For David Diehl, that makes those Giants wins even sweeter.

“Absolutely, how could it not?” the two-time Super Bowl champion and CBS Sports and NFL on FOX analyst said on CBS Sports Radio’s Gio and Jones. “When you think about this coach-quarterback tandem, it’s the best in NFL history. I don’t care what anybody says. Still to this day, Patriots fans (say), ‘Tom Brady has five.’ I’m like, ‘It’s the two that he doesn’t have that still haunts everybody.’ But realistically, what they’ve been able to do as a staff, as an organization, scouting-wise, talent-wise, develop players that feed and fit right into the system – you always hear coaches talk about potential. They ask players to do what they can do well and don’t step outside of that box. They play disciplined football.”



Diehl, 36, attended Super Bowl LI in Houston. When the Falcons went up 28-3, seemingly everyone thought the game was over. But not Diehl.

“I’m getting texts like, ‘This game’s over.’ I’m like, ‘If you think this game’s over, you’re absolutely crazy,’” he said. “When we played (the Patriots) in (Super Bowl XLVI in February 2012), we started to control the time of possession. We started to run the football very well in the first half, and they’re playing more of a 3-4 hybrid. In the second half, they came out with a 4-3 – came out with a completely different defense – and it changed our offensive philosophy. Not a lot of teams, not a lot of defenses, and not a lot of coordinators can make that adjustment seamlessly – and they did it without even blinking. So that’s why they’re able to adapt and play so well because they’re in tune to who they are football players-wise, and they put them in positions to succeed.”

Once the Patriots adjusted against the Falcons, they scored 31 unanswered points to win 34-28 in overtime.

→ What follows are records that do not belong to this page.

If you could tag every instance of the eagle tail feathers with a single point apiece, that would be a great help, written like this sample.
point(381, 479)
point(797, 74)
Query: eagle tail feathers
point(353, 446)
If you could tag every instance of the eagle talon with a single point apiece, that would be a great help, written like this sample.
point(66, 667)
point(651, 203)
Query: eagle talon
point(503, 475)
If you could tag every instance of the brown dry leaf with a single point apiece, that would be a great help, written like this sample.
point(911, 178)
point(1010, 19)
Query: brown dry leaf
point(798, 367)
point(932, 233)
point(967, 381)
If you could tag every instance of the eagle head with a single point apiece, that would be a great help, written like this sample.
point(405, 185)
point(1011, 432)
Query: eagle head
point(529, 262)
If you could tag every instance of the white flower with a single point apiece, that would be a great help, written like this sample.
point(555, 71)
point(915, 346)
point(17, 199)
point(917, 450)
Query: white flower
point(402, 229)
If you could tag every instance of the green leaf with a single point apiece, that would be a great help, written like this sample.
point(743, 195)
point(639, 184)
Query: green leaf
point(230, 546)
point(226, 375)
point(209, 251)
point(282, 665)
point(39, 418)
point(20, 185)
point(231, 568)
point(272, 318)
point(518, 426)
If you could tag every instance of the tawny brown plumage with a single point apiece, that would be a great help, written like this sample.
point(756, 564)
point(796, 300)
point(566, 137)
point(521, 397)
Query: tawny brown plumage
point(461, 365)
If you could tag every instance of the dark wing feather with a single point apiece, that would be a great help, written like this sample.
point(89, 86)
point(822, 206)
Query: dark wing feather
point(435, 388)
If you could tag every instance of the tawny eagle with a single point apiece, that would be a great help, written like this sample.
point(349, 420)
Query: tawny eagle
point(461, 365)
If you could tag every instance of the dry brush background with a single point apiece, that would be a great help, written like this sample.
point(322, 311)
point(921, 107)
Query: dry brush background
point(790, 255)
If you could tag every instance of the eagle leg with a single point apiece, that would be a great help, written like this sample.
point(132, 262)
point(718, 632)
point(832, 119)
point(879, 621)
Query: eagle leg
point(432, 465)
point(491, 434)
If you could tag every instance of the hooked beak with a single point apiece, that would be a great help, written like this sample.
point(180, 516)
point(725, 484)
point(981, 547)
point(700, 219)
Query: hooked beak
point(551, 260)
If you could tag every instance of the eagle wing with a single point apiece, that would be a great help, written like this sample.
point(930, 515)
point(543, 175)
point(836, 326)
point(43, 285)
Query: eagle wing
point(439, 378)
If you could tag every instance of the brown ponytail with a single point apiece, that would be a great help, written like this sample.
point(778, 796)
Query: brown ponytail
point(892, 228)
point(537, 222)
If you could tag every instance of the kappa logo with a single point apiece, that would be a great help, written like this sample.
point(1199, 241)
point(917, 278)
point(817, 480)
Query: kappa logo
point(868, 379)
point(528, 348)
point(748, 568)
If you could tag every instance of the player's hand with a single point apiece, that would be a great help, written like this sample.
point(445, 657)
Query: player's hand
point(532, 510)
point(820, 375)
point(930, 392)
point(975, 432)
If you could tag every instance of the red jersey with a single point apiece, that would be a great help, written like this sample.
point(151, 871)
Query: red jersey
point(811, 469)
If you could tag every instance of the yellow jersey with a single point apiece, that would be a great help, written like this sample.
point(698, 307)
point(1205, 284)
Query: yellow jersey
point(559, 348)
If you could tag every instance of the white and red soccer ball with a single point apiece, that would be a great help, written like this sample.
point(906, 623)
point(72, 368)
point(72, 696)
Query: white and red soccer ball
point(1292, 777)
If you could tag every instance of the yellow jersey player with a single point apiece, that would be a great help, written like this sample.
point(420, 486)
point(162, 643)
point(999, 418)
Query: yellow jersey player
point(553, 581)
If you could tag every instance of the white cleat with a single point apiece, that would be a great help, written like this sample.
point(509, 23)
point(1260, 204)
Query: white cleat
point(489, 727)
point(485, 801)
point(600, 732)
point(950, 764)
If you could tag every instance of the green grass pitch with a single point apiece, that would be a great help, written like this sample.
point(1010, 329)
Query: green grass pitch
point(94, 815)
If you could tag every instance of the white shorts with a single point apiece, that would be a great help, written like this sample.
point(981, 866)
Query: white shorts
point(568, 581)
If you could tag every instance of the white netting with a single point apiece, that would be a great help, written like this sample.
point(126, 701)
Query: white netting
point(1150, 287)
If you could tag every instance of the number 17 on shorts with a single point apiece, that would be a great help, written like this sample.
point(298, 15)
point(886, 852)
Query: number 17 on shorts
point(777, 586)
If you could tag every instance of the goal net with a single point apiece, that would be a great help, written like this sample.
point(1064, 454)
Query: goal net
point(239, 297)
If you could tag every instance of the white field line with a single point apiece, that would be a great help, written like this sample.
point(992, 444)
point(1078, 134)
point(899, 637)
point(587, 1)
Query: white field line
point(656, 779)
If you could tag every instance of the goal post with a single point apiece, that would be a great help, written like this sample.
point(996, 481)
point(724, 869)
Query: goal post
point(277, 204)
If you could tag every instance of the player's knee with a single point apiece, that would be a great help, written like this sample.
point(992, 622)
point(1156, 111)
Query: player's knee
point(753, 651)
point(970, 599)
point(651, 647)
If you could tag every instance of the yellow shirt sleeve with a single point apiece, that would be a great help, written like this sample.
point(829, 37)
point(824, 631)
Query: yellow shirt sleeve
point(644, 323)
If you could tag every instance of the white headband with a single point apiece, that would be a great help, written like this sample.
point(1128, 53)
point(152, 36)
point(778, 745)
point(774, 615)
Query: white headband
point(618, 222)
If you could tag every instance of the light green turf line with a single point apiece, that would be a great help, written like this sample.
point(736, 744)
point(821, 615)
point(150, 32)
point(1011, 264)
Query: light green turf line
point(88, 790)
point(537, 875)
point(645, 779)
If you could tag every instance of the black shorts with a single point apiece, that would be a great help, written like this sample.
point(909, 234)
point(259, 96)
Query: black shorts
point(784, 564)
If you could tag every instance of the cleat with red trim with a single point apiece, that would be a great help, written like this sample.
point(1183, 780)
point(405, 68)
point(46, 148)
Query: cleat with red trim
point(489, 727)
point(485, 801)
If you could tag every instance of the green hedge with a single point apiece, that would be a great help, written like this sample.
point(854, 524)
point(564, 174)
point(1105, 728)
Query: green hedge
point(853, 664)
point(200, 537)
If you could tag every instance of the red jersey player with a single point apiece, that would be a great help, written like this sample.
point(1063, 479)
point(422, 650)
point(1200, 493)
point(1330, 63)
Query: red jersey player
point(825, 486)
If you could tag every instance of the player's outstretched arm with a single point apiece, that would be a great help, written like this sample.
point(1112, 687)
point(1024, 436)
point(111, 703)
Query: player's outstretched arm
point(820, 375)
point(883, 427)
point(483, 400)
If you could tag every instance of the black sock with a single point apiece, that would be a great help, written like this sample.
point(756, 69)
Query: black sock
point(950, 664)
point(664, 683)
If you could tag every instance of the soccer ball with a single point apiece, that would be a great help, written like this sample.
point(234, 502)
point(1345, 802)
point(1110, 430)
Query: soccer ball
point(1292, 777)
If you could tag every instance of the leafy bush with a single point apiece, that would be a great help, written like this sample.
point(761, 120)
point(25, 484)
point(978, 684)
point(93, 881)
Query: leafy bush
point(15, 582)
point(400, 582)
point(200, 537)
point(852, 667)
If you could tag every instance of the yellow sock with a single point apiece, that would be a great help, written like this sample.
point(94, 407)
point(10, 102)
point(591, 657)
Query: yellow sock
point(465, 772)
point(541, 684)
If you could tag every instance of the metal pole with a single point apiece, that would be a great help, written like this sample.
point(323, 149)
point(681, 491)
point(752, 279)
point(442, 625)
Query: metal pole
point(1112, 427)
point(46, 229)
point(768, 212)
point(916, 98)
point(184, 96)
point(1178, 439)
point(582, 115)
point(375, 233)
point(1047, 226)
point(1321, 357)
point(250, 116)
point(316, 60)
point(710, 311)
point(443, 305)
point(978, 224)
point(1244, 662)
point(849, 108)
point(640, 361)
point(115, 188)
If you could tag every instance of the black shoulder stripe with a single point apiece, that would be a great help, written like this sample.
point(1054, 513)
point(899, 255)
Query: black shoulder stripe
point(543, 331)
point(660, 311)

That didn’t happen by accident.

“Everybody’s physically gifted. Everybody’s out on the field for a reason because they were the best at where they were,” Diehl said. “But it’s the mental aspect that completely changes everything. Football, it’s chess, it’s not checkers. You may win your first pass set, but that next set you take is going to be different than the first one because you won the first one and you know that defensive end is going to try to give you something different. So it’s always trying to be one step ahead, and as a staff, they’re able to do it.”